Juru Kampanye Profauna Indonesia Bayu Sandi mengatakan, ajakan untuk tidak membeli burung nuri dan kakatua itu dilakukan karena sebagian besar, lebih dari 95% burung nuri dan kakatua yang diperdagangkan adalah hasil tangkapan dari alam. Burung-burung itu ditangkap dari habitat aslinya di Maluku Utara, Maluku, Sulawesi dan Papua.

BACA: Pakai ‘Capung Besi’, Yayasan Kalla Tabur Benih di Hutan

“Dengan tidak membeli burung nuri dan kakatua yang diperdagangkan itu kita turut memotong rantai perdagangannya. Momen hari Kakatua Indonesia ini menjadi momen yang tepat untuk meningkatkan kesadaran masyarakat akan pelestarian burung Nuri dan Kakatua,” kata Bayu Sandi.
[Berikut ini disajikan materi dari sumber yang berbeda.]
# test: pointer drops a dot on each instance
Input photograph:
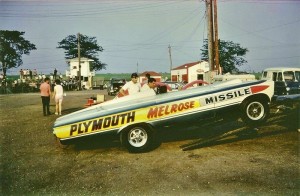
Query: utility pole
(170, 55)
(210, 38)
(217, 62)
(79, 66)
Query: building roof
(152, 73)
(81, 59)
(187, 65)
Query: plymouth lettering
(164, 110)
(226, 96)
(102, 123)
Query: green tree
(88, 49)
(12, 47)
(231, 55)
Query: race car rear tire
(255, 112)
(137, 138)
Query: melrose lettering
(102, 123)
(164, 110)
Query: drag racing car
(137, 118)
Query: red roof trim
(187, 65)
(152, 73)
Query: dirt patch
(261, 162)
Ia juga menekankan, burung kakatua jambul kuning (Cacatua sulphurea) yang notabene sudah dilindungi undang-undang saja masih tinggi tingkat perdagangannya. Tentunya, nasib yang lebih mengenaskan dialami oleh spesies lain yang belum dilindungi, seperti kakatua putih (Cacatua alba) dan kasturi termate (Lorius garrulus) yang berstatus endemik Maluku Utara.

“Profauna sudah dibentuk sejak tahun 2005 mendorong pemerintah agar menetapkan Kakatua putih sebagai satwa dilindungi, tetapi sampai detik ini belum terwujud padahal populasinya di alam sudah menurun drastis dan tingkat perburuannya masih tinggi,” tegas Bayu.
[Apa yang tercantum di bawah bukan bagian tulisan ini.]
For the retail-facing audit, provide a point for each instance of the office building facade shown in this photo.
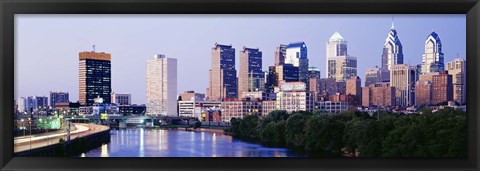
(222, 75)
(392, 50)
(457, 69)
(94, 77)
(297, 56)
(162, 86)
(250, 76)
(432, 59)
(402, 77)
(340, 65)
(58, 97)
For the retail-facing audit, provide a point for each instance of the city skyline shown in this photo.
(123, 76)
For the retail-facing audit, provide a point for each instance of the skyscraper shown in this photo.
(432, 59)
(442, 88)
(457, 69)
(423, 89)
(250, 76)
(162, 86)
(121, 99)
(297, 56)
(354, 87)
(222, 75)
(58, 97)
(402, 77)
(392, 50)
(340, 65)
(280, 53)
(379, 94)
(94, 77)
(314, 72)
(374, 75)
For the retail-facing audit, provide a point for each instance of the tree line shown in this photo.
(356, 133)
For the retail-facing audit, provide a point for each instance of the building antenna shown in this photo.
(393, 23)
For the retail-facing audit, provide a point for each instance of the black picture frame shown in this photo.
(8, 8)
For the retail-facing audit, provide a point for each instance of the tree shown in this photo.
(294, 130)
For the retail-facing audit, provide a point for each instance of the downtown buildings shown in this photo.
(94, 77)
(296, 54)
(457, 68)
(432, 59)
(222, 75)
(161, 86)
(340, 65)
(250, 75)
(58, 97)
Hasil investigasi dan monitoring Profauna dalam dua tahun terakhir menunjukkan bahwa tingkat penangkapan dan perdagangan burung paruh bengkok, khususnya yang berasal dari Maluku Utara juga masih sangat tinggi.

Investigasi terbaru Fauna selama bulan November 2016 sampai Januari 2017 menunjukkan bahwa para penangkap burung nuri dan kakatua di Kabupaten Halmahera Selatan, Maluku Utara juga masih tinggi. Pada kurun bulan itu ada sekitar 3000 ekor burung kakatua kasturi ternate dan nuri bayan yang ditangkap dari alam.

Masih tingginya penangkapan burung di Kabupaten Halmahera Selatan itu karena dipicu oleh adanya permintaan dari pengepul burung. Para pengepul itu kebanyakan menerima pesanan dari pembeli, sebagian besar dari Jawa dan Filipina.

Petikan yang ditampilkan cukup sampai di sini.